The 575 Port Company Transportation Corps is one of the units on the UK Station List made by Mr. Grinton. This and other records on Back to Normandy was compiled from Headquarters, European Theater of Operations, Kingdom Station List, and dated September 1944.
(-) minus sign behind unit name indicates that part of the unit was elsewhere.
Counties are mentioned as the so called pre-1974 British counties. The map co-ordinates are automatically made with Google Maps. If you have more accurate location, photos, stories or links, please sent your information to Back to Normandy. The unit is also know as member of the US Army, Army Air Force. In this period, around this date of 06 mei 1945 the 575 Port Company Transportation Corps were here in Southampton, Hampshire.

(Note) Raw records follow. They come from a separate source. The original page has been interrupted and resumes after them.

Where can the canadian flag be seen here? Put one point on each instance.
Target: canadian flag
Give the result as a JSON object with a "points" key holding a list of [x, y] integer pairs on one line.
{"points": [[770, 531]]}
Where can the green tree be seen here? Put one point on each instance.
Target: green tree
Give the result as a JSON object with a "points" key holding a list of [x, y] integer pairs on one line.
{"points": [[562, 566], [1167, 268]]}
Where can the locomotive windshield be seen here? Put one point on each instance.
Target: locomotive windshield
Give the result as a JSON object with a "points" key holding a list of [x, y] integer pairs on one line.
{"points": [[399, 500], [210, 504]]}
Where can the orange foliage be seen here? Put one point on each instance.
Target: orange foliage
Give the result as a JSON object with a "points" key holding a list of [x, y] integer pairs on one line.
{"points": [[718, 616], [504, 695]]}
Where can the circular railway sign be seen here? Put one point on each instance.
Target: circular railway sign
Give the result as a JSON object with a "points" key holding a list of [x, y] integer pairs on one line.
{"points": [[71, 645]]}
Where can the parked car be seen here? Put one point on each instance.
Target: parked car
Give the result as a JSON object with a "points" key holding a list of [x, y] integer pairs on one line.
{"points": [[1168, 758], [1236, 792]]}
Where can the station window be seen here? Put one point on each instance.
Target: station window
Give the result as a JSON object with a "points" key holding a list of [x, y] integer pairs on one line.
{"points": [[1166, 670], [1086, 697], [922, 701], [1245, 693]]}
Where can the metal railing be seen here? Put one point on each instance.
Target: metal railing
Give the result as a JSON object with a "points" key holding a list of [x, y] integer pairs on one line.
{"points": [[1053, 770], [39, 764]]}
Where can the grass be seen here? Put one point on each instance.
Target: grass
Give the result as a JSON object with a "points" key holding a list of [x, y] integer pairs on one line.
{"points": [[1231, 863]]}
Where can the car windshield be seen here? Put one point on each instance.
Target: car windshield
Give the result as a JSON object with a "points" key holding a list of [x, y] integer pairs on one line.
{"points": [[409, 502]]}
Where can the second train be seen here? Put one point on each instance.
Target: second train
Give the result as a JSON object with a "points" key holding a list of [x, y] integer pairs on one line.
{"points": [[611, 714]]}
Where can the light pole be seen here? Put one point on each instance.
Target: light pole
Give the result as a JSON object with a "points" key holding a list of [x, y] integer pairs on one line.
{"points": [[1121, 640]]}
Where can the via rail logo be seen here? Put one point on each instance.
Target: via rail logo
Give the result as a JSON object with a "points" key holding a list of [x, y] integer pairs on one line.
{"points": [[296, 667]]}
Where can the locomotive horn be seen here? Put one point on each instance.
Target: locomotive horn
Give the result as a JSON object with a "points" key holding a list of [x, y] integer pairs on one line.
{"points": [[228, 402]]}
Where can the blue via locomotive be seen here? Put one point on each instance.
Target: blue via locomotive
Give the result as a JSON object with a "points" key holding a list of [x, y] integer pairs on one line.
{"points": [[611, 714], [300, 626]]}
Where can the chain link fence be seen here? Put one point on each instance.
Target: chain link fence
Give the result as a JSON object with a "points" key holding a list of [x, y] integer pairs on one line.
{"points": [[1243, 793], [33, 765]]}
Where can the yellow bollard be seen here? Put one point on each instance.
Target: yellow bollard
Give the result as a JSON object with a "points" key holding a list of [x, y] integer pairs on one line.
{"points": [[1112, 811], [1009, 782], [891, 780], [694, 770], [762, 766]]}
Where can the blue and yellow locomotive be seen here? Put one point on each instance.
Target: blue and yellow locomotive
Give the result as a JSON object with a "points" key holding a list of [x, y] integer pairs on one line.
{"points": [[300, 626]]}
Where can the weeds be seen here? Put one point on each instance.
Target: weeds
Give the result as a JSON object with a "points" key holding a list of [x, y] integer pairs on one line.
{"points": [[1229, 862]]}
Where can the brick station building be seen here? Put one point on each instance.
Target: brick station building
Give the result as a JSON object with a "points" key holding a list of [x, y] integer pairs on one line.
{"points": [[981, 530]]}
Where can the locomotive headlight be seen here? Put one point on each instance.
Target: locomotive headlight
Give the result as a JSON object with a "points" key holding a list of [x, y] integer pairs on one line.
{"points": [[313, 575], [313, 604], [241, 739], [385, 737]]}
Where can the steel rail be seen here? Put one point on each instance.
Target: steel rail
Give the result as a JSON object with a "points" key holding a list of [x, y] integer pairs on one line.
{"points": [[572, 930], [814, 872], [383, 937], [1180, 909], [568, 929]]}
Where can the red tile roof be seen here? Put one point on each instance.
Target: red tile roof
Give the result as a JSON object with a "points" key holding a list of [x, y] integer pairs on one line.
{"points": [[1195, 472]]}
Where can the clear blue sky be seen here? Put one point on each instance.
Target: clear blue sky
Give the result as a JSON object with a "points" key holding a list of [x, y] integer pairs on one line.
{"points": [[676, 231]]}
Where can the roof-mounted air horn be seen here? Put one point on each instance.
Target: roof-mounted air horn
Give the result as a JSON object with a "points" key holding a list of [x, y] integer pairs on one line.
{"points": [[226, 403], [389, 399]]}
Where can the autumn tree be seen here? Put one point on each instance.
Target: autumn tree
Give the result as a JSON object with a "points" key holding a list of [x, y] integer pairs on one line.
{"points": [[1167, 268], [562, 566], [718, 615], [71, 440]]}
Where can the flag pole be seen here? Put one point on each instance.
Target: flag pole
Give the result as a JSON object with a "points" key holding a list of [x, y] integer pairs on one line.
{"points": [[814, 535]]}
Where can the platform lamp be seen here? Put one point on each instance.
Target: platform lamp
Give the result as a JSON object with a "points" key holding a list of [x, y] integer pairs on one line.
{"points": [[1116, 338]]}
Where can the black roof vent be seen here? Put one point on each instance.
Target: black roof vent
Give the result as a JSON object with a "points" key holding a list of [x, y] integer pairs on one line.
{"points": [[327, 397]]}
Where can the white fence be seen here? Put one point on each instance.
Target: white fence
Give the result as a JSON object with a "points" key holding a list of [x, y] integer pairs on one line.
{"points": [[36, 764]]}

The original station list was obtained from the National Archives Records Administration (NARA) at College Park, Maryland. The NARA describe it as HQ/ETO Station List, 4/30/44 and reference Box 15, 270/48/32/2. In the European and Mediterranean theater the US Army had 3.5 million troops there. About 1.7 million were combat troops and around 700.000 were service troops along with 592.000 army air force troops and the rest were replacements, patients, overhead and staff. The correct count of support- and line troops in this context is difficult.

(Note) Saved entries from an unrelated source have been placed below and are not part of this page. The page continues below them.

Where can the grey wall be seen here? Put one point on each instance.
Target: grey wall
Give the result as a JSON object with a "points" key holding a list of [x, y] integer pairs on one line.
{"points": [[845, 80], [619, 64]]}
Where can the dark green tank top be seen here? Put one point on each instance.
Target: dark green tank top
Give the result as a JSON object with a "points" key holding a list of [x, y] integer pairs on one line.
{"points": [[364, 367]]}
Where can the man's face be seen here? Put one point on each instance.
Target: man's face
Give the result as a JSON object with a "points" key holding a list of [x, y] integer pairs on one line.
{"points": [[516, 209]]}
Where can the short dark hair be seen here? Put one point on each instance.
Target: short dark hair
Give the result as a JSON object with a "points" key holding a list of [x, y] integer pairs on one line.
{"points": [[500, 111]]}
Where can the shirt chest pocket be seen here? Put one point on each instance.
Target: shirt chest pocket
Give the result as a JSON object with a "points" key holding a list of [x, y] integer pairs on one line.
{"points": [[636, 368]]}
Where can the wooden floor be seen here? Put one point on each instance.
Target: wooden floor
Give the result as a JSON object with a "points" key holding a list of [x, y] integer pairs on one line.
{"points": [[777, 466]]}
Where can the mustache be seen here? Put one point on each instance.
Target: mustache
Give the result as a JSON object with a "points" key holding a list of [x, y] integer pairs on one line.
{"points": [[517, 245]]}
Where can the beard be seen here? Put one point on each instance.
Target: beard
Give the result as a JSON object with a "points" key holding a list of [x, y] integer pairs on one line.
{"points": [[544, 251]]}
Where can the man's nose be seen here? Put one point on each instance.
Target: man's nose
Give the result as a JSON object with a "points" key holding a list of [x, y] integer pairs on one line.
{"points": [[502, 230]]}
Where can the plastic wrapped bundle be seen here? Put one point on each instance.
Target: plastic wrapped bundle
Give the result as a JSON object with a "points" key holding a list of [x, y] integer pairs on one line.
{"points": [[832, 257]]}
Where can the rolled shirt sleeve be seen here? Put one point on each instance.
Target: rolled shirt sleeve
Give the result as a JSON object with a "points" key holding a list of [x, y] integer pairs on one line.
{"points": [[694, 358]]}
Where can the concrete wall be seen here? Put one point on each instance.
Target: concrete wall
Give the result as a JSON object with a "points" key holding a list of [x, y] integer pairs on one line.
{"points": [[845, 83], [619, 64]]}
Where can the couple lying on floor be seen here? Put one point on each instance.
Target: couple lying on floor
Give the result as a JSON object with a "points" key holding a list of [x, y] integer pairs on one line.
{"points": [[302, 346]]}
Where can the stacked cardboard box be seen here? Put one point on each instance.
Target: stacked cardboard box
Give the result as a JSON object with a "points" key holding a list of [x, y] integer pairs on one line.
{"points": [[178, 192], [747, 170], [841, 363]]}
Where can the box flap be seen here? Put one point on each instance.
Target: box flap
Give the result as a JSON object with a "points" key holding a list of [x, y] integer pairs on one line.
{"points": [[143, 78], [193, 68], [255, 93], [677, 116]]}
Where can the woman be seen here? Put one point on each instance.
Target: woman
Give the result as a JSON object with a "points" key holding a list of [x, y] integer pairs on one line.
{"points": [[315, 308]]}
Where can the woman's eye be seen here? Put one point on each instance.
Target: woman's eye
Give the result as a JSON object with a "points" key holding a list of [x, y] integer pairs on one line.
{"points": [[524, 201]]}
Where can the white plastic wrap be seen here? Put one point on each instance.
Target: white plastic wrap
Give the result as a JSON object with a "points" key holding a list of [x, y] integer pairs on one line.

This unit, the 575 Port Company Transportation Corps, contained Black or African-American troops. African Americans served bravely and with distinction in every theater of World War II, while simultaneously struggling for their own Civil rights from -the worlds- greatest democracy. Although the United States Armed Forces were officially segregated until 1948, WWII laid the foundation for post-war integration of the military. In 1941 fewer than 4,000 African Americans were serving in the military and only twelve African Americans had become officers. By 1945, more than 1.2 million African Americans would be serving in uniform on the Home Front, in Europe, and the Pacific (including thousands of African American women in the Women’s auxiliaries).